Neutral being the biggest category, however postive/negative being bigger.
This could indicate a polarity - The dataset is obviously about sarcasm and sarcasm is a kind of irony where one says something with an opposite meaning.

In [None]:
#Cheking the distribution of label and predominant_sentiment.
distribution = df_sample.groupby(['Predominant_Polarity', 'label']).size().reset_index(name='counts')
print(distribution)

In [None]:
#Creating a simple bar-plot

import seaborn as sns
import matplotlib.pyplot as plt


distribution = df_sample.groupby(['Predominant_Polarity', 'label']).size().reset_index(name='counts')

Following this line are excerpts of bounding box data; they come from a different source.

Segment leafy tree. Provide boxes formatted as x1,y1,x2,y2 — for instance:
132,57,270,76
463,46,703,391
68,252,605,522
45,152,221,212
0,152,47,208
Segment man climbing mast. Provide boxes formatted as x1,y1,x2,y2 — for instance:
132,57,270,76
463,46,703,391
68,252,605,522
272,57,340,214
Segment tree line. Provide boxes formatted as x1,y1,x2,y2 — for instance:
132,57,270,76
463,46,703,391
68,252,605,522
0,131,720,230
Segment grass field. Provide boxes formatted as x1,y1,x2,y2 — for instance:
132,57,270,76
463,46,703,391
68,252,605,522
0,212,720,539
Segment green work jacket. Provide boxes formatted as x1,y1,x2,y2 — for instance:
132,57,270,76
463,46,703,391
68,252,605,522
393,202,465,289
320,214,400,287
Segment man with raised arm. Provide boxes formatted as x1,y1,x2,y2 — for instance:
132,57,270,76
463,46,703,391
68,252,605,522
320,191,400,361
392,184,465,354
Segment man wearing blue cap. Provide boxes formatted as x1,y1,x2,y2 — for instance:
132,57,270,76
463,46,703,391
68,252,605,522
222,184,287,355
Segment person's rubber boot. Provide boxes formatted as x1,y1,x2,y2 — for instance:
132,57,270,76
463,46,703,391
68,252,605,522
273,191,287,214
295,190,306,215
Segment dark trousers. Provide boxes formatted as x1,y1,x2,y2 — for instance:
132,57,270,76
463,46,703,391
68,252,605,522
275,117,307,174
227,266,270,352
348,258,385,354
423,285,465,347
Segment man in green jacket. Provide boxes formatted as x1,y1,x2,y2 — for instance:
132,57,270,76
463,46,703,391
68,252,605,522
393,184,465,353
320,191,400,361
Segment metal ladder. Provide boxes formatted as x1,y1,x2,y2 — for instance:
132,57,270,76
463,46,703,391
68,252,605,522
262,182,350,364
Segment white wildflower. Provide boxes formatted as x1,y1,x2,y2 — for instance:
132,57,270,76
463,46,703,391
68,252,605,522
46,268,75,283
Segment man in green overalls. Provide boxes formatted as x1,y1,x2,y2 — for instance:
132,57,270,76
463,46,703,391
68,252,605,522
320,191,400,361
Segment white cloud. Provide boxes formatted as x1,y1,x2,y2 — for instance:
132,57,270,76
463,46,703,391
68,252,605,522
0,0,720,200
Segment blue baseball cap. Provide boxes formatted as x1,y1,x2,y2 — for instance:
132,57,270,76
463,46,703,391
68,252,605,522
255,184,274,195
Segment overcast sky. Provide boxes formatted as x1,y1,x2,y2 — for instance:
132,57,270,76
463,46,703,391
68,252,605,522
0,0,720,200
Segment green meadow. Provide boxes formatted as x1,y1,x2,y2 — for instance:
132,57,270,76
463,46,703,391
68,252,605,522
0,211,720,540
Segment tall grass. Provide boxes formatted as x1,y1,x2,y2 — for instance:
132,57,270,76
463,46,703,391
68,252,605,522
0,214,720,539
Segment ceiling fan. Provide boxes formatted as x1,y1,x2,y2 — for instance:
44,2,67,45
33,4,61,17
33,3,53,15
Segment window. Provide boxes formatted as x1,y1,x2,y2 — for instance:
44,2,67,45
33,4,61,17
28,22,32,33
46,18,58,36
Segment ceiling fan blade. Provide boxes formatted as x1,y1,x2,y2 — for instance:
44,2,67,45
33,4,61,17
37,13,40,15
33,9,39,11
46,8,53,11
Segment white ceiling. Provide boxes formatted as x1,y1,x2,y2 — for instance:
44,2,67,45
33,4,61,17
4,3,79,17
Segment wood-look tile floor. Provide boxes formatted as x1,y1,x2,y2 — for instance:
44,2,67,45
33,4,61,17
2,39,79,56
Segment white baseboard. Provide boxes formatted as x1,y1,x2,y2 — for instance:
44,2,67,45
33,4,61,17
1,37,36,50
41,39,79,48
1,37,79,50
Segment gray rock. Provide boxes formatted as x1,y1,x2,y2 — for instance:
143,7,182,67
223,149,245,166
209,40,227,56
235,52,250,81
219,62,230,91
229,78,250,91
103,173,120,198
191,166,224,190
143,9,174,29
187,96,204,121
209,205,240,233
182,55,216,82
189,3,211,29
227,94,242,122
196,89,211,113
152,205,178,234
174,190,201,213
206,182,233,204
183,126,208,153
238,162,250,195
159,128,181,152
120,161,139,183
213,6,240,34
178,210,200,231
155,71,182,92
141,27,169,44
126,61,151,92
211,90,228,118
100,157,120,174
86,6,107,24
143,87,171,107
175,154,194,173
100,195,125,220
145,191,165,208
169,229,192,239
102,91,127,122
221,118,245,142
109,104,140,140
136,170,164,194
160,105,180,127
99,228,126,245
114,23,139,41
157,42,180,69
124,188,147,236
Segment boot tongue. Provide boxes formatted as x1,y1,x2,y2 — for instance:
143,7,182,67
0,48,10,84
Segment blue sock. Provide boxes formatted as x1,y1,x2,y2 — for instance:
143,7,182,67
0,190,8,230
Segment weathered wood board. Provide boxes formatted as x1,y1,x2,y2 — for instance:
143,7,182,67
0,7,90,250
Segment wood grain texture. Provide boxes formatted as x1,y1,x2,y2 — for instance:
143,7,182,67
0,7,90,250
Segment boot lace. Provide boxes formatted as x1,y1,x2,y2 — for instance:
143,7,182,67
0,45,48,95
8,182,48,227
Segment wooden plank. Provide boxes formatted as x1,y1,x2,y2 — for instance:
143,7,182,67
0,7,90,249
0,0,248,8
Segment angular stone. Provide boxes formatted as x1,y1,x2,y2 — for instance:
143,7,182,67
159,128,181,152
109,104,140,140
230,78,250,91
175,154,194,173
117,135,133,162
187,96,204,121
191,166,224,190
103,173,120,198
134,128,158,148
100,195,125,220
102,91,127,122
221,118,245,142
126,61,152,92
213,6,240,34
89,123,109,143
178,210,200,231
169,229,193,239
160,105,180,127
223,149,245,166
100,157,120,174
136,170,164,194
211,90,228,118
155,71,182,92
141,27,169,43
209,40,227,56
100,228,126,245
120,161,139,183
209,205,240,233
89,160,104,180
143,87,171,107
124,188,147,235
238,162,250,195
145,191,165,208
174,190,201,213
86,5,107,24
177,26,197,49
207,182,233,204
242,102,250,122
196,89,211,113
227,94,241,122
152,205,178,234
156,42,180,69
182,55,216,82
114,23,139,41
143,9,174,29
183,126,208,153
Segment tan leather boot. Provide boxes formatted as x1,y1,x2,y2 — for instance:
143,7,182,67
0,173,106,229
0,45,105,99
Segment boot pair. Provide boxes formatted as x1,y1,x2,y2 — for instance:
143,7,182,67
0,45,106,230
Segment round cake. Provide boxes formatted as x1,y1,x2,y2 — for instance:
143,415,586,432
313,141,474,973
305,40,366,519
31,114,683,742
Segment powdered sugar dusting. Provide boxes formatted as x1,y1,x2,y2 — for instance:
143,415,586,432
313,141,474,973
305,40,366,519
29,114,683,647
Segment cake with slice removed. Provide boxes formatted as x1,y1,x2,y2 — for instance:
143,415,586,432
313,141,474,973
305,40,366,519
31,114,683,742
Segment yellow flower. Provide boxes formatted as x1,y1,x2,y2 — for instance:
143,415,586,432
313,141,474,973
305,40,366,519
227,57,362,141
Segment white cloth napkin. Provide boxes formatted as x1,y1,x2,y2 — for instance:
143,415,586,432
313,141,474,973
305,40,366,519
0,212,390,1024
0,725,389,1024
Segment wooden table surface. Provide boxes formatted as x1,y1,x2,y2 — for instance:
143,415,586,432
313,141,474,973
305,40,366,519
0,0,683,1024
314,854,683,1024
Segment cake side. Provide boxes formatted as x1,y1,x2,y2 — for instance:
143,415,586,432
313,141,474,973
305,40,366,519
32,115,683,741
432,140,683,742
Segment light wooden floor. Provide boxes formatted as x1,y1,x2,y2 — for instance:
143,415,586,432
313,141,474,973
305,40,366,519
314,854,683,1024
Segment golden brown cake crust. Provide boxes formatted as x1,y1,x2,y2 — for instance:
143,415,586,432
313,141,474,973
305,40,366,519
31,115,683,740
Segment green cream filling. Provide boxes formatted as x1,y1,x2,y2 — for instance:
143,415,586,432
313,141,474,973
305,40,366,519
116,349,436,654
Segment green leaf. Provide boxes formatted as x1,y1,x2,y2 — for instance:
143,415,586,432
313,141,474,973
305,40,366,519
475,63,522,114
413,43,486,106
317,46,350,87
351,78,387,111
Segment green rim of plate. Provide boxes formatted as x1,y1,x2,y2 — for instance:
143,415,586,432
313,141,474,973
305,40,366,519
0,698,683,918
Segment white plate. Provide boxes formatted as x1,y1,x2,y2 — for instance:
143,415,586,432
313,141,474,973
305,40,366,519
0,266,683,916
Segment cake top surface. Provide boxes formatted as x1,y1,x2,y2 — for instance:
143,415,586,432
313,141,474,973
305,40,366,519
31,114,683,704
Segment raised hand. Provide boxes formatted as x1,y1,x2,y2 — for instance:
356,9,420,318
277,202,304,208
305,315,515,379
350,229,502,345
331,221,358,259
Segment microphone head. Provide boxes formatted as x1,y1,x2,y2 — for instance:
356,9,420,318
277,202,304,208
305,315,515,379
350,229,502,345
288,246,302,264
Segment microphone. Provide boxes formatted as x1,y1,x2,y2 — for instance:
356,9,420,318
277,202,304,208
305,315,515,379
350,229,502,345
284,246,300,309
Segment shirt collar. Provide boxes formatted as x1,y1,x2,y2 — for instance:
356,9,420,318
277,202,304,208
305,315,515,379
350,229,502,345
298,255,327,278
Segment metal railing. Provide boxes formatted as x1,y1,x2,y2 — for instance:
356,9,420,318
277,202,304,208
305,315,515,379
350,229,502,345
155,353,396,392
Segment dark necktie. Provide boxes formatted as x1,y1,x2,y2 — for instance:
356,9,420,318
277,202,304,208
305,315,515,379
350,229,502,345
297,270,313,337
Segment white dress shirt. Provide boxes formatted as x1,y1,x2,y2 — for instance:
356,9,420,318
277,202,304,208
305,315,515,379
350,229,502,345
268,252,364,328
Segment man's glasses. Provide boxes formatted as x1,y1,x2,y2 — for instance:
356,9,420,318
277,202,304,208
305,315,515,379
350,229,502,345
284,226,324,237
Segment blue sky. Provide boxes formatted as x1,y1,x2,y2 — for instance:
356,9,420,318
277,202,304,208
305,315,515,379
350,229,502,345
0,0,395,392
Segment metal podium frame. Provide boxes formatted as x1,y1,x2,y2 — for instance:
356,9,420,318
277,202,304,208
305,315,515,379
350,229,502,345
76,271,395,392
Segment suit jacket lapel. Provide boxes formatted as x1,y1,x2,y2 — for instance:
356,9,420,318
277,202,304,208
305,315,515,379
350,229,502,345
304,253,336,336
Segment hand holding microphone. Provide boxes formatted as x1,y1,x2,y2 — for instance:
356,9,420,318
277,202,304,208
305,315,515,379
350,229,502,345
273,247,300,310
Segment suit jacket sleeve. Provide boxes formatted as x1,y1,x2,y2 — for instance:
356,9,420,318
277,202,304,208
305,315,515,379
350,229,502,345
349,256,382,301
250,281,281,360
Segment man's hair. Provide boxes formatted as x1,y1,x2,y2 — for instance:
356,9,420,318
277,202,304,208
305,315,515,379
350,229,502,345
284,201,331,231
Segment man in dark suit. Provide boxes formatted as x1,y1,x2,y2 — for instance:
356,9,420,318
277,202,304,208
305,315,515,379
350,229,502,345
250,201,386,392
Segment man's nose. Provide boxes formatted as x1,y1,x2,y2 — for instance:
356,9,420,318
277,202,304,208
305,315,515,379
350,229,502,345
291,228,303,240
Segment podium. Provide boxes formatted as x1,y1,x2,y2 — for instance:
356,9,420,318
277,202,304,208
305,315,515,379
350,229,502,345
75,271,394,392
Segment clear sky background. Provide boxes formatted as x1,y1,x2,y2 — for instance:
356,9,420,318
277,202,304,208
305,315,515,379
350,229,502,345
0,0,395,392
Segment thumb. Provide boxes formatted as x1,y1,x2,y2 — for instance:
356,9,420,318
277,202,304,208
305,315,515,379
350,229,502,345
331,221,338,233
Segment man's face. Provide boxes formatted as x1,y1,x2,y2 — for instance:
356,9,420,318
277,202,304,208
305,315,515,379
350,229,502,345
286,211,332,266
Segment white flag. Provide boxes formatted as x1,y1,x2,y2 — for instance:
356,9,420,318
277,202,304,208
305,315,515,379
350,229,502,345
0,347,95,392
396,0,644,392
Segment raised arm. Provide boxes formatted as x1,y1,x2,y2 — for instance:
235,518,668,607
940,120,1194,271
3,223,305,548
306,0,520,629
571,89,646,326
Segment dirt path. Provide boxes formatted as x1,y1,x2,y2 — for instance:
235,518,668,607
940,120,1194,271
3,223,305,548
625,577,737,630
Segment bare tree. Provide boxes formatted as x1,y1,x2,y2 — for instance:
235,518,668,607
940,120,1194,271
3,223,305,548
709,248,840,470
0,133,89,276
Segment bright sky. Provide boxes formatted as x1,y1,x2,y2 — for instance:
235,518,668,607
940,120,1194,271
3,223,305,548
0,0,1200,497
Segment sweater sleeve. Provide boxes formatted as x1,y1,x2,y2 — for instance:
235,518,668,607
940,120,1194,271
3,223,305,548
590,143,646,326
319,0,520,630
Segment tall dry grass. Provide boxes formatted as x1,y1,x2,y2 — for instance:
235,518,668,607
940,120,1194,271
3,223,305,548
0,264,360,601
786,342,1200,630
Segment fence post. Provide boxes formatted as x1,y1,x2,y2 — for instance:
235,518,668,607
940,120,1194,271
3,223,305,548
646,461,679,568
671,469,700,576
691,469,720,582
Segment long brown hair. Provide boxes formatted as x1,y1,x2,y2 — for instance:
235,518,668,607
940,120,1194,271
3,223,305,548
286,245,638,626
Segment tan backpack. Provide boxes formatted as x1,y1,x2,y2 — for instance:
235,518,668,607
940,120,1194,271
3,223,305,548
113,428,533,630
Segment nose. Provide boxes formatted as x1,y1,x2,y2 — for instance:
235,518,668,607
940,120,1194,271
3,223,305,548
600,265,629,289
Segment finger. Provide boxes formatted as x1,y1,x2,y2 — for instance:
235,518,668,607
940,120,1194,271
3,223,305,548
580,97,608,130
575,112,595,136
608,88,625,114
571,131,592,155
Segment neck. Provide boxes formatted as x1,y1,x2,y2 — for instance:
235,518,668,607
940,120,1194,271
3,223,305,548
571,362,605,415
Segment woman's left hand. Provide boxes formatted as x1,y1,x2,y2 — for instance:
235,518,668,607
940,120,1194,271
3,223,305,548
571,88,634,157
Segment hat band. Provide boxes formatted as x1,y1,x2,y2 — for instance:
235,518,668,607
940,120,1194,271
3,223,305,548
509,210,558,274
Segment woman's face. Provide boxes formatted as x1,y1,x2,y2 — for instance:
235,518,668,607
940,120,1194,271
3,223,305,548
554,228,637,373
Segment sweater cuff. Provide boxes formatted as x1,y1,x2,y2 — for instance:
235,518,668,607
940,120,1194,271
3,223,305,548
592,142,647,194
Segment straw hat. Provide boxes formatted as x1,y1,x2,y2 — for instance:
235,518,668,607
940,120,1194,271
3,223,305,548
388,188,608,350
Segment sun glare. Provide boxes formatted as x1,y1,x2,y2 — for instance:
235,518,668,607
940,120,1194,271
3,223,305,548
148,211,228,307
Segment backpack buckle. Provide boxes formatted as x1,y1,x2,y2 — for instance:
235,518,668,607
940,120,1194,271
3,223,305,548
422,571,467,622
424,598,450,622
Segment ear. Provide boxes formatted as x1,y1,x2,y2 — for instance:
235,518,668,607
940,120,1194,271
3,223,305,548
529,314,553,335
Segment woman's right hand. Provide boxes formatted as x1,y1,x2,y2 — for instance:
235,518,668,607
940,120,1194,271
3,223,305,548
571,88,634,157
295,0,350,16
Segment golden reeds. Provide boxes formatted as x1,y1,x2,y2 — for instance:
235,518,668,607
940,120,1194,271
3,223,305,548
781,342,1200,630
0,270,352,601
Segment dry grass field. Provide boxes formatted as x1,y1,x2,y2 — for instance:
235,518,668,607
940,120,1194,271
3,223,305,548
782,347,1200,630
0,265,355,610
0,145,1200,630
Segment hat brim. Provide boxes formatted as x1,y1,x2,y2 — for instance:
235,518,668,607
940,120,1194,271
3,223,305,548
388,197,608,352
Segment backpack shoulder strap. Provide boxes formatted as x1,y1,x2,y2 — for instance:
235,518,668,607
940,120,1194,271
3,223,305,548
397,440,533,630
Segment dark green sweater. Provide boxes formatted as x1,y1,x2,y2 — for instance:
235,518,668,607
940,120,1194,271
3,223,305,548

sns.barplot(x='Predominant_Polarity', y='counts', hue='label', data=distribution)

plt.xlabel('Predominant Polarity')
plt.ylabel('Counts')
plt.title('Distribution of Labels by Predominant Polarity')
plt.legend(title='label')

plt.show()

df_sample['compound'] = df_sample['sentiment_score'].apply(lambda x: x['compound'])

from scipy.stats import pointbiserial

correlation, p_value = pointbiserialr(df_sample['label'], df_sample['compound'])
print("Correlation coefficient:", correlation)
print("P-value:", p_value)



It does not seem that any obvious relationships exist in this context. The dataset is more negative or positive than neutral, but this could either be due to how the dataset was created or be due to the dataset revolving around sarcasm which obviously states something but means something different. Then whether positive is truly positive as per opinion or negative is hard to tell - Could sarcasm mean that positives are equal to a negative sentiment and vice versa and how often is this the case?

It is therefore a quite complex issue and would require additional analysis of the semantics as well as complex topic modelling(perhaps with the aid of LLM)

Also analyzing the correlation in terms of P-value using point-biserial correlation, indicate that there isn't a clear relationship between the two in this context.